Reputation: 181
I have a column with a timestamp from which I'm extracting the last day of each month using last_day()
, but the function gives me only the date part of the timestamp, and when I use to_timestamp()
within it, it zeroes out the time values which in this case are very relevant because that determines which values comes has higher precedence.
Is there a way to get the last day of the month of a timestamp in a timestamp format without losing the time values?
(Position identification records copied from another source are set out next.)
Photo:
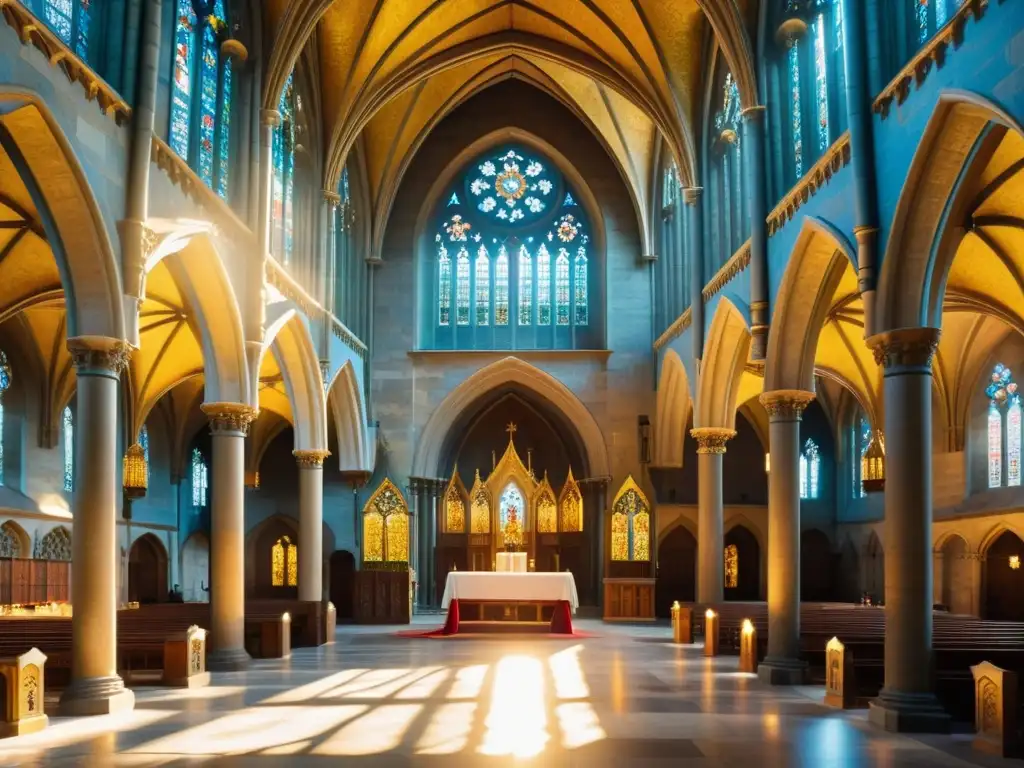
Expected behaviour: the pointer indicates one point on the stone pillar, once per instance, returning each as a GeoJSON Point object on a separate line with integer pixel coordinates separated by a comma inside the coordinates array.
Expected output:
{"type": "Point", "coordinates": [711, 448]}
{"type": "Point", "coordinates": [229, 425]}
{"type": "Point", "coordinates": [907, 701]}
{"type": "Point", "coordinates": [782, 665]}
{"type": "Point", "coordinates": [310, 523]}
{"type": "Point", "coordinates": [95, 687]}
Currently, I have a regular SQL query using SparkSQL as follows:
spark.sql("SELECT DISTINCT max(col1) AS col1, \
col2, col3,\
max(col4) AS col4,\
last_day(col5_date) as col5_date\
FROM table \
GROUP BY col1, col2,\
col3, col4, col5").registerTempTable("table1")
The above gives me the following result:
Col1 | col2 | col3 | col4 | col5 |
---|---|---|---|---|
val1 | val2 | val3 | val4 | 2022-11-30 |
And when I tried the to_timestamp
function on the Last_day()
function this is what I get:
Col1 | col2 | col3 | col4 | col5 |
---|---|---|---|---|
val1 | val2 | val3 | val4 | 2022-12-31 00:00:00 |
However, the data does have the time data in it, like this: 2022-10-28 12:32:...
. Is there any way I can preserve the time in the timestamp when retrieving the last day of the month?
Upvotes: 0
Views: 505
Reputation: 31540
Method-1:
Try with make_timestamp()
function and pass year+month+date+hours+minutes+secs
to the function.
Explanation:
make_timestamp(year(last_day(ts)), -- get year from last_day()
month(last_day(ts)),-- get month from last_day()
day(last_day(ts)),-- get day from last_day()
hour(ts),-- get hour from timestamp column
minute(ts),-- get minute from timestamp column
second(ts))-- get second from timestamp column
Example:
with cte as (
select current_timestamp() as ts
) select *,make_timestamp(year(last_day(ts)),month(last_day(ts)),day(last_day(ts)),hour(ts),minute(ts),second(ts)) as col5 from cte
#ts col5
#2023-05-19T22:12:26.027+0000 2023-05-31T22:12:26.000+0000
Method-2:
With using combination of to_timestamp + last_day + date_format
functions we are going to get the HH:mm:ss from the timestamp and add it to last_day()
function.
with cte as (
select current_timestamp() as ts
) select *,to_timestamp(concat_ws(" ",last_day(ts),date_format(ts,"HH:mm:ss"))) as col5 from cte
#ts col5
#2023-05-19T22:18:08.710+0000 2023-05-31T22:18:08.000+0000
Upvotes: 1